Web Scraping Without Blocking With Undetected ChromeDriver

article feature image

Web scraping blocking can happen for different reasons, requiring attention to various details. But what about about simple tools that can avoid web scraping blocking?

In this article, we'll explain the Undetected ChromeDriver and how to use it to avoid web scraping blocking. Let's dive in!

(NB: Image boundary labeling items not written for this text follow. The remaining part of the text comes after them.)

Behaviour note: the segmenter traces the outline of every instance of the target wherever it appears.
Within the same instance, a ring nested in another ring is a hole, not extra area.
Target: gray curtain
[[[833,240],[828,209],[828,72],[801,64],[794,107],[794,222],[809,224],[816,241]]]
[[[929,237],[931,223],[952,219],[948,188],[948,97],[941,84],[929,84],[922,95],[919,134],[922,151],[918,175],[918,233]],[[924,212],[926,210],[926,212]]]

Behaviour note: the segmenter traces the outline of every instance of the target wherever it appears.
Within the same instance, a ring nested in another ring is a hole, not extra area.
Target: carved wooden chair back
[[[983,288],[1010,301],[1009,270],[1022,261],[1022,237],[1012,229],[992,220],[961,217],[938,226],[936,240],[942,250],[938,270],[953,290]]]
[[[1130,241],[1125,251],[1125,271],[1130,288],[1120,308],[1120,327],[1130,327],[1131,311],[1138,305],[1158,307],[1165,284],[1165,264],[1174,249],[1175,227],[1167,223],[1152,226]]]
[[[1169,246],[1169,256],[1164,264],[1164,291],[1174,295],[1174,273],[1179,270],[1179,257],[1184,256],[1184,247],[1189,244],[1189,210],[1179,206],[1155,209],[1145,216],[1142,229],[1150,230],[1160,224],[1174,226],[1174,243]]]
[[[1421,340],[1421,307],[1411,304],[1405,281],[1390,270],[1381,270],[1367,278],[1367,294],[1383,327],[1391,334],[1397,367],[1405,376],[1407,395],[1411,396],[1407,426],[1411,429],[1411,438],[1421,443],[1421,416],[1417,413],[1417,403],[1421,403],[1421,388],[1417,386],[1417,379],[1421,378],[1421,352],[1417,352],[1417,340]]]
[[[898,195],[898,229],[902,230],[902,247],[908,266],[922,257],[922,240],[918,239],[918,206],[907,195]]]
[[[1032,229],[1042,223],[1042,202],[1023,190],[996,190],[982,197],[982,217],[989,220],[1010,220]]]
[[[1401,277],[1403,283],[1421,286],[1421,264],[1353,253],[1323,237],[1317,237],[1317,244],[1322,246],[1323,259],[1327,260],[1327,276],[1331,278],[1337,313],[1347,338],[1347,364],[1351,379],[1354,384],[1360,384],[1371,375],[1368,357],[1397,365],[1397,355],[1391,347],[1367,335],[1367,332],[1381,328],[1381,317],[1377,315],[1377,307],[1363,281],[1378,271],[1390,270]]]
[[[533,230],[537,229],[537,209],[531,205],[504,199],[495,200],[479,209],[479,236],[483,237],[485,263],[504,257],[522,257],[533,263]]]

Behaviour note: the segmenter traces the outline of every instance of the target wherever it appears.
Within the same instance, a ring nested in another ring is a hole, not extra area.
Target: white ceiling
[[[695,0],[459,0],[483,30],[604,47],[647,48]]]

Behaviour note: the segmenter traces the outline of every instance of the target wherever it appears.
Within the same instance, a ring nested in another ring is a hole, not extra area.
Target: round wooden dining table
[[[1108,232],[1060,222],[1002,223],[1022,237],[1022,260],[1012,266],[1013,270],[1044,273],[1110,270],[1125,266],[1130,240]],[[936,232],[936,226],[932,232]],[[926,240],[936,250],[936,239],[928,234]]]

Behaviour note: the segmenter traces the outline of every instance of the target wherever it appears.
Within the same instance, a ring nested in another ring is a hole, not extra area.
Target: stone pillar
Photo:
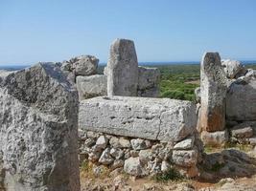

What is the Undetected ChromeDriver?

The Undetected ChromeDriver is a modified Web Driver for Selenium. It mimics regular browsers' behavior by various techniques, such as:

  • Changing Selenium's variable names to appear as normal web browsers.
  • Randomizing User-Agent strings.
  • Adding randomized delays between sending requests or executing actions.
  • Maintaining cookies and sessions correctly while browsing a website.
  • Simulating mouse clicks and moves, which makes browsing behavior appear natural.
  • Allowing for adding proxies, which prevents IP blocking and rate limiting.

The Undetected ChromeDriver uses the above techniques to avoid specific anti-scraping challenges, such as Cloudflare, Imperva and Datadome.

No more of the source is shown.